Network Theory
My interest in social network theory centers on questions of culture and inequalities. I elaborate on three projects here.
Tie-formation mechanisms like homophily, reciprocity, transitivity, and preferential attachment operate to varying degrees across contexts. Romantic ties tend to be homophilous by age, education, and ethnicity, and to remain exclusively dyadic. Scientific citations, in contrast, fall into highly unequal preferential attachment patterns. Triangulation is nearly absent in advice and patronage networks but features prominently in friendship ties. Building on relational sociology and field theory, my co-author, Jan Fuhse, and I argue in a paper published at Social Networks that such variation in patterns of connectivity derives from the meaning attached to relationships, which varies by context. Tie-formation logics are institutionalized rules-of-the-game and susceptible to change over time. Accordingly, the mechanisms of tie-formation behind empirical network patterns have to be connected to the cultural rules in particular fields.
In an ongoing project, I argue that preferential attachment processes in social networks should differ from those in other kinds of networks (such as website links). The typical assumption in preferential attachment is that actors infer worth from popularity – more popular actors are perceived as possessing attributes of greater worth and hence preferred as interaction partners. I elaborate on this baseline model by theorizing that actors undertake an ‘evaluation’ of popularity prior to extending ties. Two factors are especially salient: anticipated risk of proposed ties being rejected and degree of spillover between choices.
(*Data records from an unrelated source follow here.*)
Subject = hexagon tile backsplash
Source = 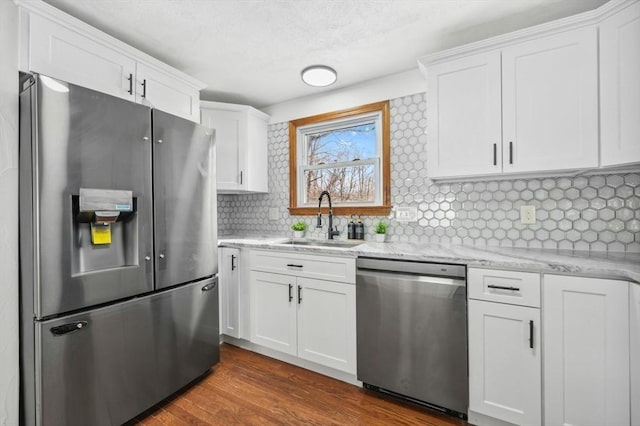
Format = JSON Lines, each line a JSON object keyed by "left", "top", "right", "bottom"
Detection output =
{"left": 218, "top": 93, "right": 640, "bottom": 253}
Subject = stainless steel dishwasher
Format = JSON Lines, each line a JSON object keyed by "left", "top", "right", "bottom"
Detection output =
{"left": 356, "top": 257, "right": 468, "bottom": 419}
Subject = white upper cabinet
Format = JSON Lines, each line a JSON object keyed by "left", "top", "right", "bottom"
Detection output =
{"left": 201, "top": 102, "right": 269, "bottom": 193}
{"left": 419, "top": 0, "right": 640, "bottom": 179}
{"left": 136, "top": 62, "right": 200, "bottom": 122}
{"left": 421, "top": 25, "right": 598, "bottom": 179}
{"left": 426, "top": 52, "right": 502, "bottom": 178}
{"left": 27, "top": 12, "right": 136, "bottom": 102}
{"left": 600, "top": 1, "right": 640, "bottom": 167}
{"left": 17, "top": 0, "right": 205, "bottom": 122}
{"left": 502, "top": 27, "right": 598, "bottom": 174}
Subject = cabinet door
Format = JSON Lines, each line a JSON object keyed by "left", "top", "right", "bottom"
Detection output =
{"left": 249, "top": 271, "right": 297, "bottom": 355}
{"left": 502, "top": 27, "right": 598, "bottom": 173}
{"left": 201, "top": 108, "right": 243, "bottom": 191}
{"left": 468, "top": 300, "right": 540, "bottom": 425}
{"left": 219, "top": 248, "right": 240, "bottom": 338}
{"left": 28, "top": 13, "right": 135, "bottom": 101}
{"left": 244, "top": 112, "right": 269, "bottom": 193}
{"left": 600, "top": 2, "right": 640, "bottom": 167}
{"left": 426, "top": 51, "right": 502, "bottom": 178}
{"left": 544, "top": 275, "right": 629, "bottom": 426}
{"left": 631, "top": 284, "right": 640, "bottom": 426}
{"left": 297, "top": 277, "right": 356, "bottom": 373}
{"left": 136, "top": 62, "right": 200, "bottom": 122}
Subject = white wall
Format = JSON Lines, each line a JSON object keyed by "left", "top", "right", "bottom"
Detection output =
{"left": 262, "top": 68, "right": 426, "bottom": 124}
{"left": 0, "top": 0, "right": 19, "bottom": 425}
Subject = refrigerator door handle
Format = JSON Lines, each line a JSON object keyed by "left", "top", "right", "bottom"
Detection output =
{"left": 201, "top": 282, "right": 217, "bottom": 292}
{"left": 50, "top": 321, "right": 88, "bottom": 336}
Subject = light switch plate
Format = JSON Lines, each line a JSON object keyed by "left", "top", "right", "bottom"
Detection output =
{"left": 395, "top": 206, "right": 418, "bottom": 222}
{"left": 268, "top": 207, "right": 279, "bottom": 221}
{"left": 520, "top": 205, "right": 536, "bottom": 224}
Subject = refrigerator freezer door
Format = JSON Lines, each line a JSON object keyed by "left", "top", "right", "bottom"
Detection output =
{"left": 23, "top": 75, "right": 154, "bottom": 318}
{"left": 34, "top": 278, "right": 219, "bottom": 426}
{"left": 152, "top": 109, "right": 217, "bottom": 289}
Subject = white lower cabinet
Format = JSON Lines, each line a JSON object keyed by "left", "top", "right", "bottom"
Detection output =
{"left": 296, "top": 277, "right": 356, "bottom": 373}
{"left": 250, "top": 271, "right": 297, "bottom": 355}
{"left": 468, "top": 268, "right": 541, "bottom": 426}
{"left": 543, "top": 275, "right": 630, "bottom": 426}
{"left": 219, "top": 247, "right": 240, "bottom": 338}
{"left": 249, "top": 269, "right": 356, "bottom": 374}
{"left": 468, "top": 301, "right": 541, "bottom": 425}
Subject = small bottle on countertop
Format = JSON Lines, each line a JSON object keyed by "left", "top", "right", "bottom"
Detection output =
{"left": 347, "top": 218, "right": 355, "bottom": 239}
{"left": 355, "top": 218, "right": 364, "bottom": 240}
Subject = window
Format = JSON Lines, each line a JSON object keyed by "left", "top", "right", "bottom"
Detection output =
{"left": 288, "top": 101, "right": 390, "bottom": 216}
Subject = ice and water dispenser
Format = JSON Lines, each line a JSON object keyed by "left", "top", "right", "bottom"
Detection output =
{"left": 72, "top": 188, "right": 138, "bottom": 274}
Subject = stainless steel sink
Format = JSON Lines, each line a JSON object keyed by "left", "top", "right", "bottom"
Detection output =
{"left": 278, "top": 239, "right": 364, "bottom": 248}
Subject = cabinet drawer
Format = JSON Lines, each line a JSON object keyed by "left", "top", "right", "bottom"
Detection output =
{"left": 468, "top": 268, "right": 540, "bottom": 307}
{"left": 250, "top": 250, "right": 355, "bottom": 284}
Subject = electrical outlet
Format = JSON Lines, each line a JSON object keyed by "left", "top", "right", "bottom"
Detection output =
{"left": 520, "top": 205, "right": 536, "bottom": 225}
{"left": 395, "top": 206, "right": 418, "bottom": 222}
{"left": 268, "top": 207, "right": 279, "bottom": 221}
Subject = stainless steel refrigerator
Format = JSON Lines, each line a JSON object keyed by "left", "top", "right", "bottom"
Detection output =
{"left": 19, "top": 74, "right": 219, "bottom": 426}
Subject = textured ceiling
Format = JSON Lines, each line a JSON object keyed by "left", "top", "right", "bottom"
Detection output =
{"left": 43, "top": 0, "right": 608, "bottom": 108}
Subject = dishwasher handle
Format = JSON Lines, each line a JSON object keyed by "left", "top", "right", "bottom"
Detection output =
{"left": 356, "top": 257, "right": 465, "bottom": 279}
{"left": 356, "top": 269, "right": 466, "bottom": 287}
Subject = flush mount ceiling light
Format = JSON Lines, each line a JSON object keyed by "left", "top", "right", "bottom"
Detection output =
{"left": 301, "top": 65, "right": 337, "bottom": 87}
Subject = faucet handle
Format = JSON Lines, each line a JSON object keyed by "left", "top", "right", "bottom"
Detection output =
{"left": 330, "top": 227, "right": 340, "bottom": 237}
{"left": 316, "top": 213, "right": 323, "bottom": 228}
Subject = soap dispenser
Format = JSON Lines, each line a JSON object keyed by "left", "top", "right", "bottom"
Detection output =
{"left": 355, "top": 217, "right": 365, "bottom": 240}
{"left": 347, "top": 216, "right": 355, "bottom": 239}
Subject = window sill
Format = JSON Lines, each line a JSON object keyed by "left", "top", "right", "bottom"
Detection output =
{"left": 288, "top": 205, "right": 392, "bottom": 216}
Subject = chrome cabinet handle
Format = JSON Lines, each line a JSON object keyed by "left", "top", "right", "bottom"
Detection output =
{"left": 159, "top": 253, "right": 165, "bottom": 259}
{"left": 144, "top": 256, "right": 151, "bottom": 261}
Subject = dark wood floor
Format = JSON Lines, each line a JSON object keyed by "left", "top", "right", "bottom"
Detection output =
{"left": 130, "top": 343, "right": 468, "bottom": 425}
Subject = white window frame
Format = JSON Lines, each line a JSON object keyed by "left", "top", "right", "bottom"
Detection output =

Rejection risks are elevated when tie formation is expensive. This pushes preferences downstream toward available alters producing localized evaluation. Spillovers between choices are high when Matthew Effects are in play or tie-seekers look to form ties that are deemed legitimate by onlookers. Here, preferences become focalized toward popular actors producing preferential evaluation. Using simulations to examine effects of rejection initiated by popular actors alongside localized and preferential evaluation, I find that localization is more effective in containing inequalities than rejection from the top. Regardless of rejection, preferential evaluation is especially likely to consolidate the status of highly popular actors, akin to consecration. The results suggest that preferential attachment models in hierarchical social networks need to be sensitive to social conditions and their effects on evaluation of popularity.
Sociologists have persuasively argued that cultural meaning can be interpreted by analyzing the system of relations connecting cultural materials. Yet, the methodologies available for investigating the relational structure of cultural materials using survey data remain inadequate. Recent advances in the study of culture using such data have tended to focus on the classification of persons based on shared tastes. I introduce a new method to investigate the dual problem – the structure of relationships between cultural tastes and practices based on their sharedness by persons. I draw on a data mining technique called ‘association rules,’ which uses Boolean methods to generate antecedent and consequence relationships. I convert the generated relationships to directed graphs and analyze the structure of the graphs using network analysis. The proposed methodology has advantages over other techniques that use Boolean methods such as entailment analysis and Galois lattices. It can be used to investigate (1) datasets comprising many cultural preferences and practices; (2) preferences expressed using non-binary coding such as likert scales; (3) subsets of respondents based on demographic attributes such as age or socioeconomic class; and (4) reasonably large-sized datasets. I illustrate the technique on two well-known arts’ participation survey datasets for the United States.